貴方に内緒の恋してます。






午前の競技も無事終わり、私の残る競技はリレーだけとなった。
今のとこ、私のチームはトップとかなりの差がついている。


「あのー…」

「あ、はい。トイレなら校舎内か、あそこの…」

「いや、トイレじゃなくて迷子が居るんだけど…」


私はそう話しかけてきた相手をちゃんと見ると他校の生徒が立っていた。
しかも、隣には泣いている女の子。


え、うそ!?初めて体育祭で迷子を連れてる子を見たよ!?


「あっと…それじゃあ、一緒に探します!!」

「あ、それは助かるな!よろしく。
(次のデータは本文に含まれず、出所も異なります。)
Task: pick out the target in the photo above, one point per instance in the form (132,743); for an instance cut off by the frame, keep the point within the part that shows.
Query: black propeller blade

」

「はい!それじゃ、えっとお名前なんて言うのかな?」

「…ひっく…み…つっ…い…」

「みつい…」

「かっ…な…うわあああん!!」


みついかなちゃん…みついか…みつい!?
もしかしたら…


「ちょ、ちょっとここで待っててもらえますか?心当たりがあるので!」

「あ、はい。」


そう言って私は慌てて走り出した。
そして、向かった場所は三井の持ち場だった。


「三井!妹とかいる?」

「あ、おう。まだ保育園生だけど?なんだよ、いきなり。」

「ちょちょちょっと、確認してほしい子がいるからすぐ来て!!」


私は手首を掴んで元いた場所に三井を連れて走って戻った。